Thursday, 9 April 2009

The Dream of Democracy

"The whole dream of democracy is to raise the proletarian to the level of stupidity attained by the bourgeois." Gustave Flaubert
There is a serious side to that though, and that is if we are going to have a democracy with the people making decisions, the people should be as highly educated as possible. The libraries make that possible, with their scope for people to learn unconditionally.

What exactly is the 'dream of democracy', and where do the libraries fit in?

Sunday, 30 November 2008

Stories

I like this quote:
"Storytelling is at the very root of what makes us uniquely human ... It is how we share our experiences, learn from our past, and imagine our future" Saving the Story at MIT
It seems to hit the head on the nail with what libraries are about.

Saturday, 25 October 2008

Brave new library world cancelled

It looks like the brave new library world outlined by Andrew Burnham (see previous post) has been cancelled; 10 Downing Street read the bad press following and told the DCMS to rethink... ref.
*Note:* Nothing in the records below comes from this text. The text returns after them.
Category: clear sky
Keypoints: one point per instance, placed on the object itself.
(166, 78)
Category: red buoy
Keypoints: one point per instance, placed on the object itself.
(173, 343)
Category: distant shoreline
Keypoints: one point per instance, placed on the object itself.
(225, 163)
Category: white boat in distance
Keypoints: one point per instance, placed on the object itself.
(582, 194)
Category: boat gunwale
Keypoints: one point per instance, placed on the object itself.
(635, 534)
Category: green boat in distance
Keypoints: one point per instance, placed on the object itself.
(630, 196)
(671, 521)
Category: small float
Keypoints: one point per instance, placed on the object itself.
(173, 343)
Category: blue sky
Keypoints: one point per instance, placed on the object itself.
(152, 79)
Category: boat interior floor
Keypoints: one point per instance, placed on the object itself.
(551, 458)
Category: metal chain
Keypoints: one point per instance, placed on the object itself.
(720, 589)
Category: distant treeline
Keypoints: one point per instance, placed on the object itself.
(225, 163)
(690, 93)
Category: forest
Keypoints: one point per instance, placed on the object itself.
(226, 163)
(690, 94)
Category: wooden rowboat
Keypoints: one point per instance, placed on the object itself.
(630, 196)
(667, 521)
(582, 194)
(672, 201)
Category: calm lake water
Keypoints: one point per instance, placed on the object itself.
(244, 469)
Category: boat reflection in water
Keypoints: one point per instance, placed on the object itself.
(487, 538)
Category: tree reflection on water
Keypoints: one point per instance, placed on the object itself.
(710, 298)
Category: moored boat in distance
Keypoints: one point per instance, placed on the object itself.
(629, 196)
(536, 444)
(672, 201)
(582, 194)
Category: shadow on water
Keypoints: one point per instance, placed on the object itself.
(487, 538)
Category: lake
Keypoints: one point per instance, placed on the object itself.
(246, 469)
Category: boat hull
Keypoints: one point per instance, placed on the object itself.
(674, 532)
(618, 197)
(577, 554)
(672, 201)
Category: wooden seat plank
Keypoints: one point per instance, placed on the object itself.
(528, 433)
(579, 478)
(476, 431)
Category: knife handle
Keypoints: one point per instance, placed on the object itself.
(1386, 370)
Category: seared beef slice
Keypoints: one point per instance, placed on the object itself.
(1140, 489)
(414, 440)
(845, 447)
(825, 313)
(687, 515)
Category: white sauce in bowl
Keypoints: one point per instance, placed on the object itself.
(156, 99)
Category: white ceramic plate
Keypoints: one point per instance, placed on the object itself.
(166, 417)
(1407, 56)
Discouraging from The Good Library Blog (aka Tim Coates).

Saturday, 11 October 2008

Public Library Authorities conference

We have just had the Public Library Authorities conference here in the UK, during which the Culture Secretary made a speech (the fallout from which can be seen e.g. here). There is a lot being said in the public library world at the moment and the trick I think is to pick out the good ideas. Tim Coates has some good ideas, but so do the library reformers in the profession.

I think at the moment we are in a period where the libraries in the first instance became less salient than they once were as books became cheaper and more sources of information were to be had, with the libraries then very much finding themselves competing for the leisure time of patrons. So as issues and visits over the past 10 years take a dive, it is perhaps a good point to carry out an audit and say what
could we be doing better, or what should we do differently, given the changes that are upon us. How should we respond?

One approach is to say that we should make the libraries welcoming to all sectors of the community, allowing computer gaming, screening football matches, and so on. Also the idea of making the library the hub of a community with a cafe, allowing mobile 'phones and food, and even turning the IT suite into an Internet cafe (a noisy library is a joyful library). But as Caroline Moss-Gibbons reminds us, libraries are also places where many different communities have to get on
together: "It is important that there are no artificial barriers restricting use, although inevitably, as requirements will differ between various groups, trade-offs and compromises will be necessary."[1]
[1] http://www.timesonline.co.uk/tol/comment/letters/article4798653.ece

Tim Coates' approach to say let's take for e.g. the gardening section of 180 books, let's also look at a list of the top best sellers of gardening books, and fill that gardening section with 4 each of the 6 top best sellers, and 156 of the remaining best sellers. The result is a selection second only to that in the best stocked bookshop! He also has other ideas about how libraries should be run that largely
mimic how bookshops are managed (a 50% reduction in the overheads incurred by non-front line staff being one).

That about I think sums it up!

Sunday, 7 September 2008

What is possible in libraries today

Have posted over on lis-pub-libs, illustrating what technology currently does, and could do, for us nowerdays:

The Holy Grail has a bug :|
Re: The Holy Grail has a bug :|

The subject is the public and subject indexes.

Wednesday, 30 July 2008

More on the purpose of libraries

"People wish also in the main, to give their fellows and themselves the opportunity for self-improvement. This wish is the vital fact at the bottom of the free, compulsorily supported public library. It is on these vital facts that we should keep our eyes and our thoughts, not on the feature of compulsion. Work then, for the extension of the public library from the starting-point of human sympathy, from the universal desire for an increase of human happiness by an increase of knowledge of conditions of human happiness"
From Library Daylight - Tracings of Modern Librarianship, 1874-1922, Edited Rory Litwin.

Three more quotes in this post.

I'd be tempted to temper also these somewhat 'classical' ideas on library purpose with those in Miss Gratia Alta Countryman's article: 'The Library as Social Centre'.

Wednesday, 18 June 2008

Purpose of libraries

"Libraries will get you through times of no money better than money will get you through times of no libraries." - Ann Herbert
From a Progressive Librarians Guild mailing list post.

I guess what this says is that we still need libraries even when we have money.